For this project, I have chosen to use wood, and more specifically the commodity version of this material – lumber – as a means to take a closer look at how standards shape us and our world.
Dimensional lumber is largely used by the construction industry worldwide. In North America, a majority of households are built with a wooden structure or frame made from dimensional lumber.
This series is about encouraging people to question and understand the reasoning (thought process) and decision-making behind the 'shape' of things. Moreover, it is about the natural resources we harness from the earth and the form, function and role they play in our everyday lives. Economies and industries are built around these decisions and they 'echo' off the center as rings in the core of a tree. Those standards set the 'tone' for future generations.

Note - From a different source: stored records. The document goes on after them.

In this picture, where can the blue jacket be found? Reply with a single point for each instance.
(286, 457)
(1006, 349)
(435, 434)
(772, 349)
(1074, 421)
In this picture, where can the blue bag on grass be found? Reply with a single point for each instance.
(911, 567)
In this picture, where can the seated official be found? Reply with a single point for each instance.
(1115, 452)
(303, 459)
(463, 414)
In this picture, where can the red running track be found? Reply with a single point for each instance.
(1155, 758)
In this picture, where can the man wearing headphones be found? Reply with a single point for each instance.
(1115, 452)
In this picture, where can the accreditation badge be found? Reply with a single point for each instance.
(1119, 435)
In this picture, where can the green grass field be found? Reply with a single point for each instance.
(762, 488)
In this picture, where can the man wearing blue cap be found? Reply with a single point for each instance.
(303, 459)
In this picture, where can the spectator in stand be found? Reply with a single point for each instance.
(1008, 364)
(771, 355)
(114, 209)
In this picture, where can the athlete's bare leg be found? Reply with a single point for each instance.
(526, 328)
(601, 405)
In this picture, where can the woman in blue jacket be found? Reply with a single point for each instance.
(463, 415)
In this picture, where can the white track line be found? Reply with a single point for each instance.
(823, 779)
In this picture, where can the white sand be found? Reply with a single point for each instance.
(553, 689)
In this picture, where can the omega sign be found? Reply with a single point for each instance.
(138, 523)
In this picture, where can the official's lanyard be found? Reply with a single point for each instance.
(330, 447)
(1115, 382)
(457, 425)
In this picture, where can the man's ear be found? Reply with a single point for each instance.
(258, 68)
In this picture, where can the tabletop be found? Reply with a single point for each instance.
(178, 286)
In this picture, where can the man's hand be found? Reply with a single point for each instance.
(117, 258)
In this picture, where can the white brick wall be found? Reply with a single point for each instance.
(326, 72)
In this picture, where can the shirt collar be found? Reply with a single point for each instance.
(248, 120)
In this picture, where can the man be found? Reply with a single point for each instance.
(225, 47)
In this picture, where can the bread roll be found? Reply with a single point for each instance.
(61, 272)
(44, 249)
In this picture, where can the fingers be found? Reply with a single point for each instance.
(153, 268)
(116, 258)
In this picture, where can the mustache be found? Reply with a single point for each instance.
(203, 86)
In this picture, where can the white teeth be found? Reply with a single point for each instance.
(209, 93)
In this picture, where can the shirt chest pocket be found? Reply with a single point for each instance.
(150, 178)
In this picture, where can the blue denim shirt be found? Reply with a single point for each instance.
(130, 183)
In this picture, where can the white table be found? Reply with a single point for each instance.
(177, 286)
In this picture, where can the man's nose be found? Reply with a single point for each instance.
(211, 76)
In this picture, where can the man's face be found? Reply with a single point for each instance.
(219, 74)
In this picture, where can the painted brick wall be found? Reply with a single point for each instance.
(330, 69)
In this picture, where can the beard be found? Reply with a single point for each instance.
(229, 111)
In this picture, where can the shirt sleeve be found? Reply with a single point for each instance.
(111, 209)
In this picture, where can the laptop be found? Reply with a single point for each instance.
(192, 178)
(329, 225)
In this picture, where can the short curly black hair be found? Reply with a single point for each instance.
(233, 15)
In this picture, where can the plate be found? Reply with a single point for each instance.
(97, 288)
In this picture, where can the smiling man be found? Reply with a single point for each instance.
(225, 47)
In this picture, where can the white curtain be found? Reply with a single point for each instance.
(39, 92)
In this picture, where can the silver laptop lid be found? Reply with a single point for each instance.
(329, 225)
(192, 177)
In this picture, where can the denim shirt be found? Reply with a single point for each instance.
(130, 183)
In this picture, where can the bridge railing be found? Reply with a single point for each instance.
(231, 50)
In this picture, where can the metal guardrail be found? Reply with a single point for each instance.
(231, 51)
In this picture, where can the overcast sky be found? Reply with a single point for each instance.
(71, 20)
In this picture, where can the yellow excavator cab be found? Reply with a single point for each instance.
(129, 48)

As Lawrence Busch explains in his book, Standards: A recipe for reality, "standards (and technologies) are dangerous because they are so easily naturalized, because in following them we amplify certain aspects of the world while reducing others, and we are thereby overwhelmed by their (and our) power." Standards are also necessary, constructive and productive as long as they are fair, equitable and effective. Standards are essential to civilization and they "shape not only the physical world around us but also our social lives and even our selves."
Susana Reisman was born in Caracas, Venezuela in 1977. She received a BA in Economics from Wellesley College (Boston, 1999) and an MFA in photography from the Rochester Institute of Technology (Rochester, 2005). After teaching photography for a number of years, Susana now dedicates her time to making art and running Circuit Gallery. She lives and works in Toronto.